We would very much like to hear about what have become your best practices in improving oral health as the Chief Dental Officer for Israel:

For many years, the main community-based measure for improving oral health in Israel was community water fluoridation. We reached 75% of the population until it was stopped a few years ago, a decision I did not necessarily agree with.  

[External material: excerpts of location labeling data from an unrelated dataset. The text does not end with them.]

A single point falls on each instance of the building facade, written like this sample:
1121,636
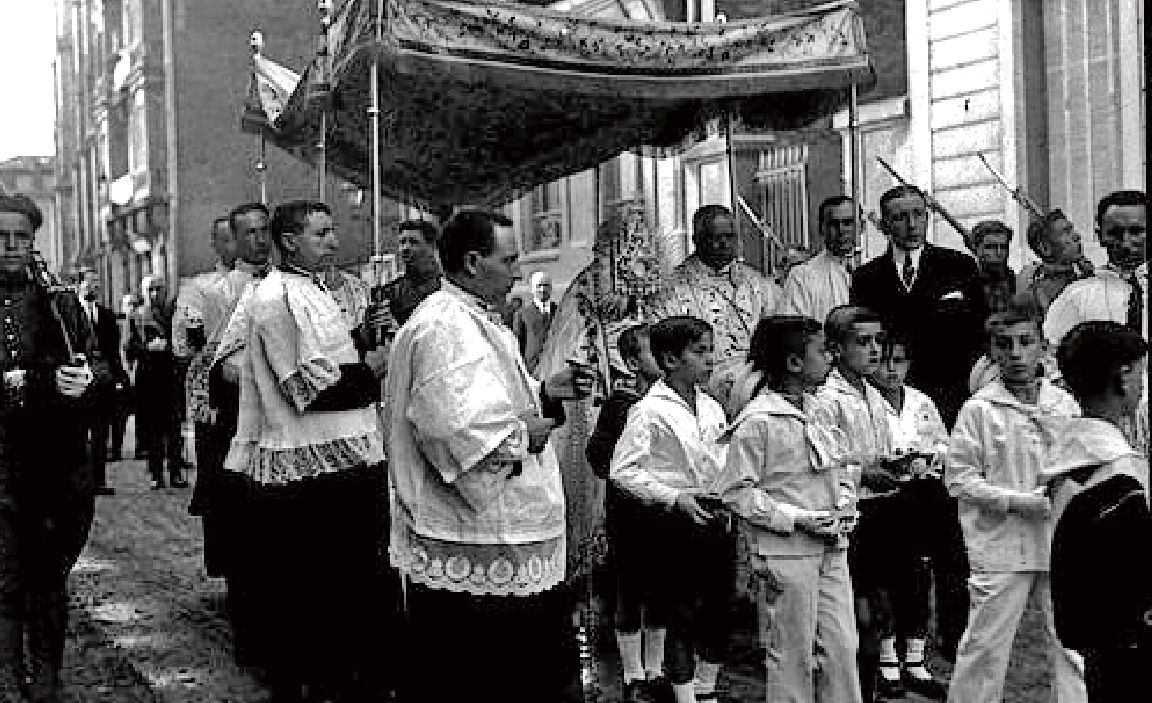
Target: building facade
150,99
1051,92
36,176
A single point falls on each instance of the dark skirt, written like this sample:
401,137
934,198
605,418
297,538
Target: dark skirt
315,599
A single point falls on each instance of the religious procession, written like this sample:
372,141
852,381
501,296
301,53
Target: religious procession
581,353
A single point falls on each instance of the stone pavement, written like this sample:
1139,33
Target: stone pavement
148,626
142,599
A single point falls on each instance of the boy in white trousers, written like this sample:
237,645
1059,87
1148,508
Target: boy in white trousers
999,446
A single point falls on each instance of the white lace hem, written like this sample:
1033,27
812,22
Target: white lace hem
499,569
280,466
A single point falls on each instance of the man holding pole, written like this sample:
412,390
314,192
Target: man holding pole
821,284
714,286
930,295
478,505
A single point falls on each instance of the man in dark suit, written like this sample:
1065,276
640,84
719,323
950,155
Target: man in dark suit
531,322
422,269
932,296
105,331
159,392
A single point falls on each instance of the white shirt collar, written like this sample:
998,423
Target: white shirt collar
900,255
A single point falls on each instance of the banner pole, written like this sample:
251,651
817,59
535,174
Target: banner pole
855,157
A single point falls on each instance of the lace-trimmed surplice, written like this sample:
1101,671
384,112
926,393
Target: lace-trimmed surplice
297,339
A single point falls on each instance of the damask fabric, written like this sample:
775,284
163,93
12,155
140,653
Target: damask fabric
523,96
472,509
609,295
733,300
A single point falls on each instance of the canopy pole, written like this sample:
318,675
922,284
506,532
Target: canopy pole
262,168
373,113
855,157
733,188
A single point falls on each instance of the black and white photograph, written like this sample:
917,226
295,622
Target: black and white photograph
574,352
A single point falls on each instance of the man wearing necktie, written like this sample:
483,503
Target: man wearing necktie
929,293
931,296
1119,290
821,284
103,329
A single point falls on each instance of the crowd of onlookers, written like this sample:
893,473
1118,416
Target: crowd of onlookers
415,477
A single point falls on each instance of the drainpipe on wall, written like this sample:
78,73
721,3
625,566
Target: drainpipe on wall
169,133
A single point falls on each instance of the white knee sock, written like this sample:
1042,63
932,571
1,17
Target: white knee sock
629,644
914,659
683,693
889,663
706,673
653,651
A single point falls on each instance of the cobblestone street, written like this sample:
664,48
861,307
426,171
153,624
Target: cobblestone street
146,625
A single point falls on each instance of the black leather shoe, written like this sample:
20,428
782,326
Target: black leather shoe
930,688
888,688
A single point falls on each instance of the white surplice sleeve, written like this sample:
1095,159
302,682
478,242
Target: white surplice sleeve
739,484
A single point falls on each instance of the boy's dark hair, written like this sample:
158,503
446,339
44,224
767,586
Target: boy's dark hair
1021,309
242,210
774,340
985,227
674,334
1120,198
1039,227
899,191
427,229
1091,355
629,342
465,232
827,204
21,204
292,217
841,319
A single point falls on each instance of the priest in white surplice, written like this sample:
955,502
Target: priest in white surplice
821,284
478,506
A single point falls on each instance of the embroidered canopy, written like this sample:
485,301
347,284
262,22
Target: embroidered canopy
482,100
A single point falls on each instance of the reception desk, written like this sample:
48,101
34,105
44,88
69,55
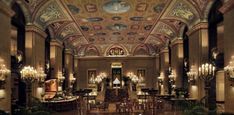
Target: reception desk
62,105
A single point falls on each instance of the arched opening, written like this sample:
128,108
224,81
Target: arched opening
215,33
17,56
47,55
186,57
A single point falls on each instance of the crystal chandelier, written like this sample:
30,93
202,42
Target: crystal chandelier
191,76
41,75
28,74
229,69
206,71
3,71
72,78
60,78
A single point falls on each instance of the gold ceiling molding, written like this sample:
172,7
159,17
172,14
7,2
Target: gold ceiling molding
36,29
55,42
49,13
68,51
201,25
164,29
227,6
164,50
176,41
181,10
6,9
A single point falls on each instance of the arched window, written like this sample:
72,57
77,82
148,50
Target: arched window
116,51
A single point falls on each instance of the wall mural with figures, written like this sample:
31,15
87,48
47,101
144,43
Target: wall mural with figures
91,75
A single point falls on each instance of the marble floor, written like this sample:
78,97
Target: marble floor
112,111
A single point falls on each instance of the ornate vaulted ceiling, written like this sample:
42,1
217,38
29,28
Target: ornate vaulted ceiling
98,25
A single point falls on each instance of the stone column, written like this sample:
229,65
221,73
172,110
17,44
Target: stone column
198,54
157,65
56,50
76,71
177,56
68,66
35,52
5,29
228,11
164,64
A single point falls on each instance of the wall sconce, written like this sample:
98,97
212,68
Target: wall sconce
72,79
171,77
41,76
160,79
28,74
3,73
61,78
192,76
229,69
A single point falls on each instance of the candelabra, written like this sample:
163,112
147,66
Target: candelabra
72,79
61,78
28,75
229,69
160,79
171,77
41,76
206,73
3,73
192,76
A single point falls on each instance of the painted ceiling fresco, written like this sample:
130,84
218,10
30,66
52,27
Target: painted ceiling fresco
144,25
116,21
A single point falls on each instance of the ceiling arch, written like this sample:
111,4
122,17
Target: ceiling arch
80,23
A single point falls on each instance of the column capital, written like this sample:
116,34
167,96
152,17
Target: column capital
68,51
76,56
196,27
176,41
227,6
164,50
5,9
36,29
57,43
157,55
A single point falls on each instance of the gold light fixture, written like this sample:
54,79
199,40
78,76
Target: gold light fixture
61,78
160,79
41,76
171,77
192,76
3,73
28,74
206,72
229,69
72,79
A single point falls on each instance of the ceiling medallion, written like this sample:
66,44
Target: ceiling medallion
117,27
141,38
95,19
159,7
116,18
84,28
148,27
141,7
116,6
132,33
116,33
135,27
100,34
116,38
91,8
73,9
137,18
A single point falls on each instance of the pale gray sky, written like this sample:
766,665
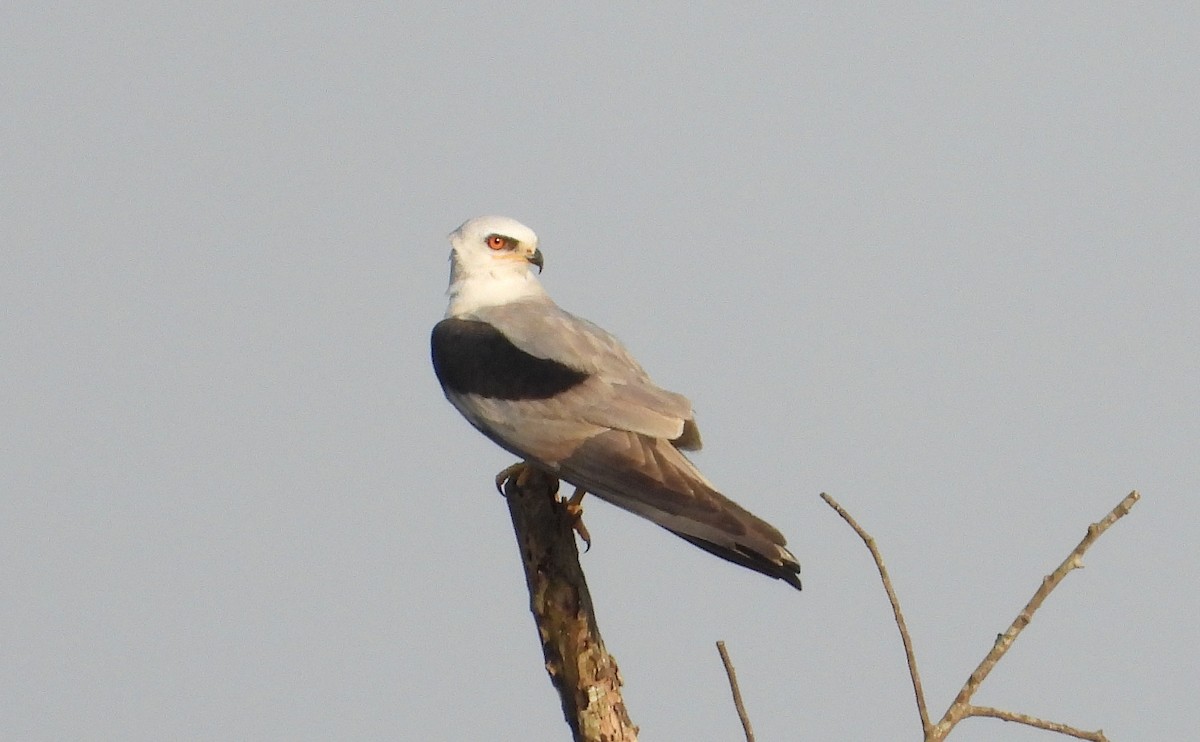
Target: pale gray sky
939,261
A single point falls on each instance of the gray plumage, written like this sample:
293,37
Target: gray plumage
567,396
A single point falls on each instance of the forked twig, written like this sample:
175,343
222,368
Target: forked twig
895,610
961,707
737,693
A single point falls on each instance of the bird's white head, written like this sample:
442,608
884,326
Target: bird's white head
491,263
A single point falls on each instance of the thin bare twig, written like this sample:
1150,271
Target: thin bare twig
925,725
737,693
1020,718
961,706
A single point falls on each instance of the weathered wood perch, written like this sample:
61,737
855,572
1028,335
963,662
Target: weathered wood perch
581,669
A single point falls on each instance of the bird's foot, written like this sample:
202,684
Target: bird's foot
574,507
519,471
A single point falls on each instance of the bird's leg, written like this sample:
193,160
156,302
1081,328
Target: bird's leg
574,508
520,471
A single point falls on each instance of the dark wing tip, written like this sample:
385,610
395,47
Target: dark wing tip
789,570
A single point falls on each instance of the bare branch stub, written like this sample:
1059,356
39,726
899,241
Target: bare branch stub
737,692
582,671
1020,718
910,654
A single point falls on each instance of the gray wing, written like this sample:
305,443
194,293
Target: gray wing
617,392
603,426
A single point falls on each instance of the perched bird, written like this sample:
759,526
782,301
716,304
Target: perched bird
567,398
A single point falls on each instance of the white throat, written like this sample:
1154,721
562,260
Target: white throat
473,291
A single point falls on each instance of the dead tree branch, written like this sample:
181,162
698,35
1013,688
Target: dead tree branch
961,707
918,692
737,692
582,671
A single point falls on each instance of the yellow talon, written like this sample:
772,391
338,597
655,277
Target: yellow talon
516,470
574,507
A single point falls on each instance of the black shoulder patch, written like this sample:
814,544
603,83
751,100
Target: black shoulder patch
473,357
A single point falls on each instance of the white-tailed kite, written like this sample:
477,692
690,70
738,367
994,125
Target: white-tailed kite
567,398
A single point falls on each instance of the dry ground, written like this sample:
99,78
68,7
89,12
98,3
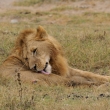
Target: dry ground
82,27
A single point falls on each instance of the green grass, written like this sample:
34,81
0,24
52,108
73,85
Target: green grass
86,41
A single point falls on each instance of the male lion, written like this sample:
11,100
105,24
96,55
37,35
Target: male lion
38,57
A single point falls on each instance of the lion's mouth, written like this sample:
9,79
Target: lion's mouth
43,71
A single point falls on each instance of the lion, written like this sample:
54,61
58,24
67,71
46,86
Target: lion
39,57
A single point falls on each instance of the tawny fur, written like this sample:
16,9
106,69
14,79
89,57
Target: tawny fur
21,61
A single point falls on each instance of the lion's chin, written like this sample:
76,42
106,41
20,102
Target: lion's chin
43,72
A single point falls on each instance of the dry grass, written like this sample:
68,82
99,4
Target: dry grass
86,41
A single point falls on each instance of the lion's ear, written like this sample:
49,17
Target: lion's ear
41,32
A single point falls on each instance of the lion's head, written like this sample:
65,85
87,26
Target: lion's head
38,50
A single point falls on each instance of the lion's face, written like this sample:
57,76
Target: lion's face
38,56
36,50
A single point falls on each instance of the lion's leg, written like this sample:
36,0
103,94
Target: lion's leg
51,79
84,77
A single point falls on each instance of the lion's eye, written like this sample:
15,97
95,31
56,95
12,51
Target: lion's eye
26,58
34,52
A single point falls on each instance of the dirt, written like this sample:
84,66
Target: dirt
79,5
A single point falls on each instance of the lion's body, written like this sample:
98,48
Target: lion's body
36,53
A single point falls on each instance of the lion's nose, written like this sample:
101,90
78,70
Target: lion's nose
34,68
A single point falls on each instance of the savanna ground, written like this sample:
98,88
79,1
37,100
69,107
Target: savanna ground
82,27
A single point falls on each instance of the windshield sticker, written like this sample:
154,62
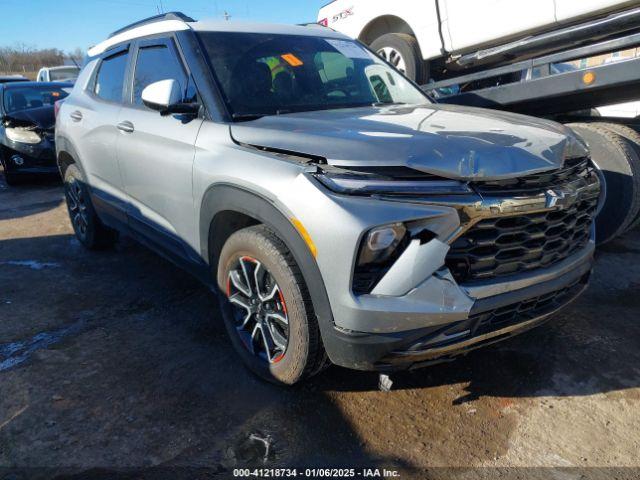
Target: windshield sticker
292,60
349,49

Complementing community water fluoridation, we also have a School Dental Service that reaches all students enrolled in formal education settings. The dental service includes a yearly examination and a notice to parents with a reminder to take their child to a dental clinic for a thorough evaluation. If a child requires urgent dental care, the service contacts the parents by phone. 

The service also distributes a toothbrush and toothpaste to each student and provides three hours of oral health education in the classroom each year. Fluoride varnish applications in preschools were also implemented recently as an additional measure to control oral disease.

 FDI is committed to ensuring good oral health habits start early. Through the Brush Day & Night 21-day school programme, we are working together with Unilever to improve oral health globally.  We have also developed educational resources through our Mouth Heroes for Schools work. As the Chief Dental Officer for Israel, what school-based oral health programmes have you been involved in? How did you monitor and measure their success?

As described above, our School Dental Service is our flagship programme for oral health education in classrooms. Our regional dental officers monitor the service: they conduct field visits and make observations according to structured review forms. Activity reports are submitted by the service to the main office where they are reviewed. We extended the service to preschools to create a health supporting environment and to build healthy habits and skills at a young age. We also conduct satisfaction surveys among parents and teachers.

Why is brushing with fluoride toothpaste particularly important in childhood? 

The primary teeth and the new permanent teeth are more vulnerable to caries, so it is especially important to make them more resistant and help prevent decay. 

Could you share your recommendations on the appropriate levels of fluoride in toothpaste for the following age groups? (0-3 years/3-6 years/6-12 years).

FDI recommends that if a child is aged less than 3 years, then the teeth should be brushed by an adult using a very small amount (about the size of a grain of rice) of fluoridated toothpaste. For children aged between 3 and 6 years, a pea-sized amount of toothpaste with 1000 ppm fluoride can be used. From 6 years of age onward, they can use the same toothpaste as adults. 

Why is fluoride found in toothpastes? Why is it beneficial for our teeth? 

Fluoride is the only known mineral that helps to prevent tooth decay by making the teeth more resistant to the acid produced by the bacteria from sugars in the food and drinks we consume. Brushing the teeth with toothpaste that contains fluoride brings it to the surface of the teeth. Fluoride gets incorporated into the outer surface of the teeth, making the teeth more resistant to acid.

What are the benefits of using a fluoride mouthwash?  

Washing the mouth with fluoridated mouthwash can help prevent tooth decay. The best time to use mouthwash is after lunch, especially if it is not feasible to brush your teeth at that time. Don’t eat or drink for 30 minutes after using a fluoride mouthwash. However, don't use mouthwash straight after brushing your teeth.